Scion
Perfect sense to me...similia said:If so it would seem to me that the first three lines, represent those three levels from Agrippa.
(snip)hmmm I'm not sure I'm making sense... sorry
Abrac, you're proving my point for me with Crowley's commentary! The important part of that sentence is "reveal the Secret Self of a man" which is another way of referring to the HGA, which is an Abramelin name for a personal Daemon, which is in fact a denizen of Agrippa's celestial realm... To speak of the "godhead" in mortals is to explicitly indicate that intermediary class of spirits: Aiwass/Crowley doesn't say that we ARE gods; but that we each possess an independent godhead... which is another word for HGA or Daemon. IOf you don't believe me look at the BOL line: "the unveiling" comes first: this is what he identifies as the godhead assertion. THEN mankind is become "the company of heaven." Which means once they've established that knowledge and conversation.Abrac said:Crowley's old comment on AL1.2 from The Old and New Commentaries to Liber AL:
"The 'company of heaven' is Mankind, and its 'unveiling' is the assertion of the independent godhead of every man and every woman! Further, as Khabs (see verse 8) is "Star", there is a further meaning; this Book is to reveal the Secret Self of a man, i.e. to initiate him."
So (not to mess with Always Wondering's head further, but) it's not that something else is tying up the seats in the celestial realm, but rather that when we see clearly, we are intimately bound up in the celestial, but most are ignorant of that. It's not musical chairs, more like a daemonic waltz where we are all trying to find our partners. ("Wake World," anyone?) "Every man and every woman is a star" is a description of a relationship between men and women and stars as much as it is descriptive of their identities as stars. My point is that "unveiling the company" is a way of metaphorically unveiling the secret shapes above and around us so that we can begin to understand how we connect to them. All magick begins with a belief in meaningful connections.
This is why the small Egyptology debate in the other thread seems so pointless. This is a description of a primary experience that cannot be communicated explicitly. Art is the only way to convey inarticulable truths. Crowley using meaty, mythological metaphors from his Cambridge days is a clever attempt to explain something he wants people to experience individually. (93/93) Crowley's beliefs have almost NOTHING to do with the little we know of their religion, so to scold him for getting it wrong is a little tangential.

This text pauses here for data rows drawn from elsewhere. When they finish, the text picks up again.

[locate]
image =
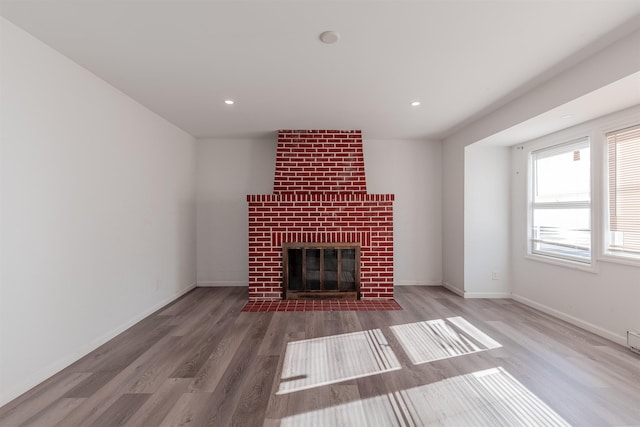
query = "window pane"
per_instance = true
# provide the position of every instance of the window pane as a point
(563, 177)
(561, 204)
(562, 232)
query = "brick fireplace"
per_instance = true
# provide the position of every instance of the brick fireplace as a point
(319, 199)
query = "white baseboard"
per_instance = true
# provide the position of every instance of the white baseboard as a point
(418, 283)
(54, 368)
(491, 295)
(453, 289)
(604, 333)
(219, 283)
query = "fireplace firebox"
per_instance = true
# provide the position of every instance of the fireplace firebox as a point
(320, 234)
(321, 270)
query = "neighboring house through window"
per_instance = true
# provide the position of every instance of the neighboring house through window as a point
(560, 202)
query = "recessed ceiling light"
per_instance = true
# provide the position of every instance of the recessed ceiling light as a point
(330, 37)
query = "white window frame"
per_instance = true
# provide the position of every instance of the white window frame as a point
(579, 263)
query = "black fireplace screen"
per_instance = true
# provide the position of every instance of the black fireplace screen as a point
(316, 270)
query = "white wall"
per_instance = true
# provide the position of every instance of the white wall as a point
(97, 216)
(605, 300)
(453, 216)
(486, 216)
(412, 171)
(228, 170)
(618, 60)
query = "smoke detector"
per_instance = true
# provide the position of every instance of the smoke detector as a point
(330, 37)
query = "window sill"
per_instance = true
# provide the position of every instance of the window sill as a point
(574, 265)
(616, 259)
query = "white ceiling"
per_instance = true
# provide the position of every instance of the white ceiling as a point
(459, 58)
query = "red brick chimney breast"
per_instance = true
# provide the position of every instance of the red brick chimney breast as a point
(320, 195)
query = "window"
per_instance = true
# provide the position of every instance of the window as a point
(622, 236)
(560, 225)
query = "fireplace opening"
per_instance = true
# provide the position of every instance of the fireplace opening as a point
(321, 270)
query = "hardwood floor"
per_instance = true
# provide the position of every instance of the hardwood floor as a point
(201, 361)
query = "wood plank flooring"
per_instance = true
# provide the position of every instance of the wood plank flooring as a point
(200, 361)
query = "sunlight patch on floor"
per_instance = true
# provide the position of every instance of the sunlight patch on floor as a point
(484, 398)
(440, 339)
(327, 360)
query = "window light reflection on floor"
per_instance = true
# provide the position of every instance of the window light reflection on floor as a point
(319, 361)
(442, 338)
(484, 398)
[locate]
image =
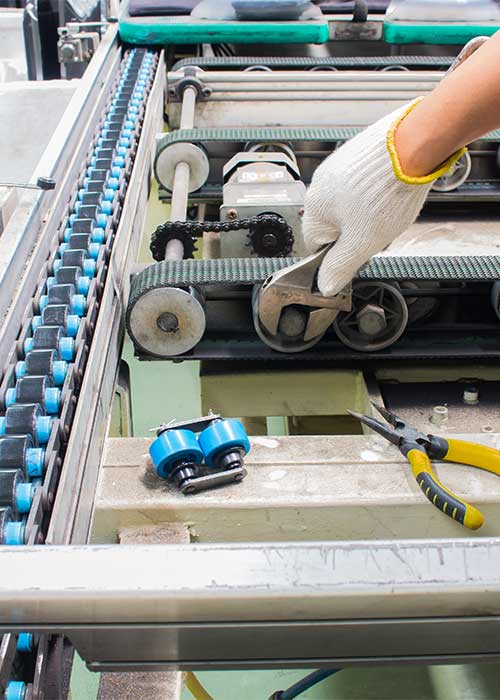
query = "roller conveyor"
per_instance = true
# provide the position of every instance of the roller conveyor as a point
(41, 385)
(56, 393)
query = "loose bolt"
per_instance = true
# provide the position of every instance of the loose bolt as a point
(439, 415)
(471, 395)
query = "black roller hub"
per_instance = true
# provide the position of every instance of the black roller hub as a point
(270, 236)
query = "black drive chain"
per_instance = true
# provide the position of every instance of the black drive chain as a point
(269, 235)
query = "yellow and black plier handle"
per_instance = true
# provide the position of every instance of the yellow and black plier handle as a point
(463, 453)
(420, 448)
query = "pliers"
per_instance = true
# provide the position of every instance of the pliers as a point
(420, 448)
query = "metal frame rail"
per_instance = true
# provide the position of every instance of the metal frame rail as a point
(49, 360)
(254, 605)
(208, 606)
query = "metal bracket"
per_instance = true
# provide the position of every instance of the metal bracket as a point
(194, 424)
(77, 43)
(189, 79)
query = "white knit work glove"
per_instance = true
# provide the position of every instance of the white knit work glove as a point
(360, 197)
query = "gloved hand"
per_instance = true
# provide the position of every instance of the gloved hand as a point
(360, 197)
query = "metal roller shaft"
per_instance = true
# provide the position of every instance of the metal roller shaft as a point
(178, 207)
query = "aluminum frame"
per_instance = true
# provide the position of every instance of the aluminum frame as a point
(253, 605)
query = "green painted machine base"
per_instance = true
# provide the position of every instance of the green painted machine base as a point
(401, 33)
(154, 31)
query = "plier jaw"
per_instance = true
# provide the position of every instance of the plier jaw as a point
(419, 448)
(295, 288)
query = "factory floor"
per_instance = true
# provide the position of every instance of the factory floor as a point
(412, 682)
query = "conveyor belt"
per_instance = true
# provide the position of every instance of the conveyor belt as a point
(307, 62)
(228, 330)
(257, 134)
(247, 271)
(39, 392)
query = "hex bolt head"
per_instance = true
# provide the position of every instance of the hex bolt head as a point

It's as if he were using primary numbers to describe the way Provence farmland smells in April. To argue over fractions is missing the point.

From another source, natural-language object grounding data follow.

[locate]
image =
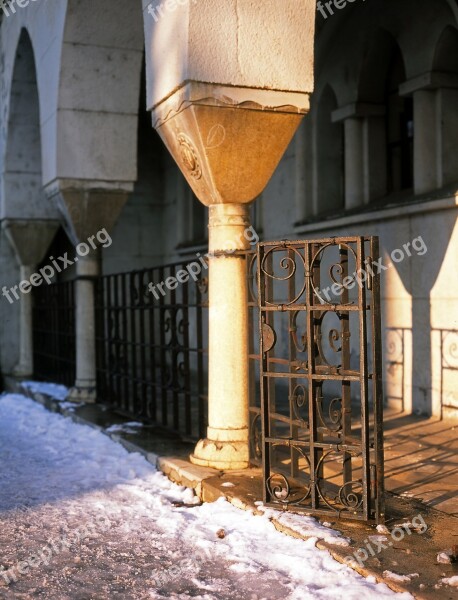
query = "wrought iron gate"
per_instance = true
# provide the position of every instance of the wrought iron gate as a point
(321, 393)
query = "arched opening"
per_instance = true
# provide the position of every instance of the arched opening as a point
(446, 55)
(382, 73)
(23, 172)
(329, 156)
(399, 128)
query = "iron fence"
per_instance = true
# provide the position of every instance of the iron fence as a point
(54, 341)
(321, 392)
(151, 348)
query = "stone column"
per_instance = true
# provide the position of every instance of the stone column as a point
(435, 129)
(226, 445)
(227, 121)
(24, 368)
(375, 158)
(425, 141)
(87, 210)
(365, 152)
(30, 239)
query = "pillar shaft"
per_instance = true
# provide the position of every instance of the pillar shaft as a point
(24, 368)
(425, 141)
(226, 445)
(88, 268)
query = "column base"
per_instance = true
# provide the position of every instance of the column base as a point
(225, 456)
(82, 395)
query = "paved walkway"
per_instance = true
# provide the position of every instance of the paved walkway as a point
(80, 518)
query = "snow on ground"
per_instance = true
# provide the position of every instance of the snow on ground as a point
(82, 518)
(59, 392)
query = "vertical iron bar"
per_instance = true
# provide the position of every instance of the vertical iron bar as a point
(377, 387)
(363, 377)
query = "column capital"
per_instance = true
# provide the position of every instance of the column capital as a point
(88, 206)
(30, 238)
(358, 110)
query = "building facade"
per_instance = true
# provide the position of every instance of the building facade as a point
(376, 155)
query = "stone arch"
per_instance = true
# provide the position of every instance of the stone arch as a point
(23, 194)
(329, 155)
(375, 67)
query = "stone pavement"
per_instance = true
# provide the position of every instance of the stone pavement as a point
(422, 469)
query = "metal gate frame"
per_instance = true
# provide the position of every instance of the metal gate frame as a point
(311, 444)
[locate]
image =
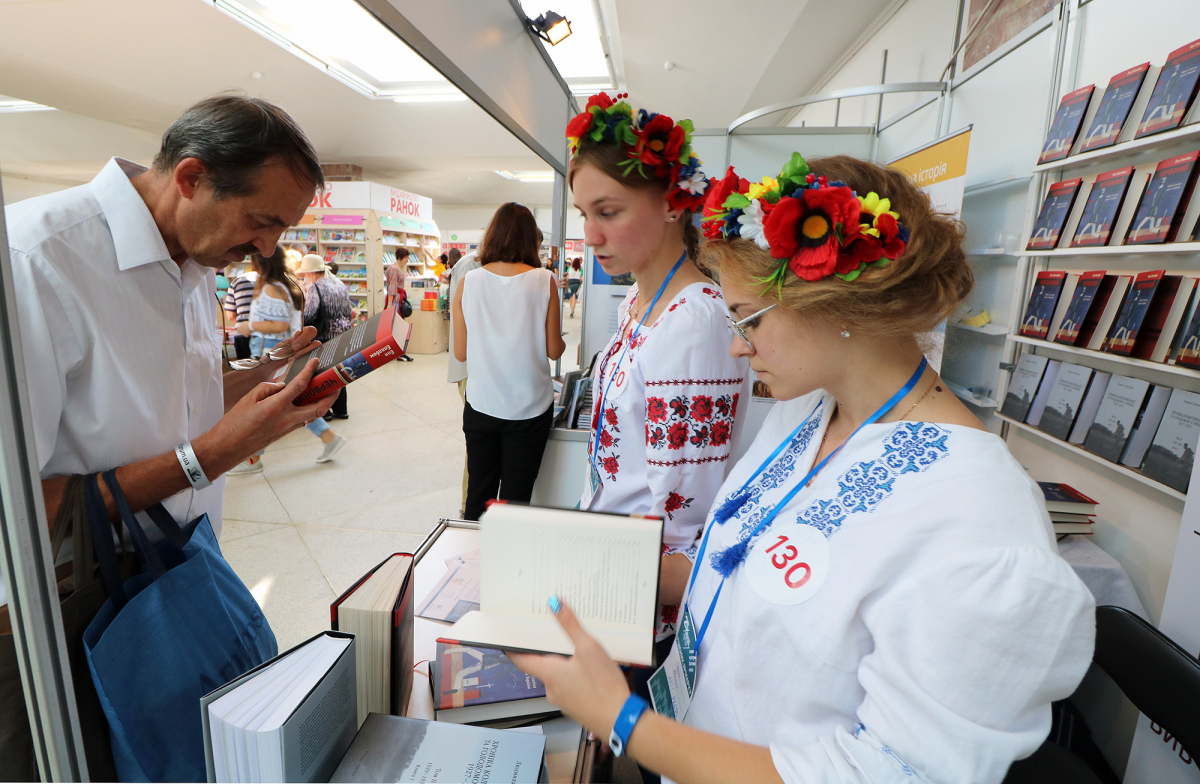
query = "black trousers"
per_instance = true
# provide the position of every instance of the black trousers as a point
(241, 346)
(503, 458)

I think another important thing to remember here is that Crowley is not (like post-Jungian New Age America) psychologizing magick. And please no one cite the psych-misreading of the Goetia intro: it IS a New Agey misreading. As Liber O says, "It is immaterial whether they exist or not. By doing certain things certain results follow." Arguing over the truth or falsehood of a myth or a scientific theory is maya... noise. Gnosis is personal. We can only point in helpful directions for each other. Hence the pivotal role of Will/Love. "It is essential that he remain the master of all that he beholds, hears or conceives; otherwise he will be the slave of illusion and the prey of madness." Crowley wasn't burning down the world to ruin it, he was trying to clear the dross and light a path. A pyre and a rebirth.
similia said:I am trying to gauge how your understanding is different to Aeon's and to my own initial thoughts. Not to choose one over the other, just trying to compare and understand them.
I don't think our understanding is different, actually. I think we're agreeing, just coming at a complex thing from several directions (like the blind men with the elephant). But actually if you string all our ideas together (on the girdle of Nuit) they connect pretty cleanly. I was more trying to express a gut sense I've developed about the pivotal role of the celestial realm in magickal work and the primal necessity of seeing with new eyes, excising our Osiric preconceptions and habits.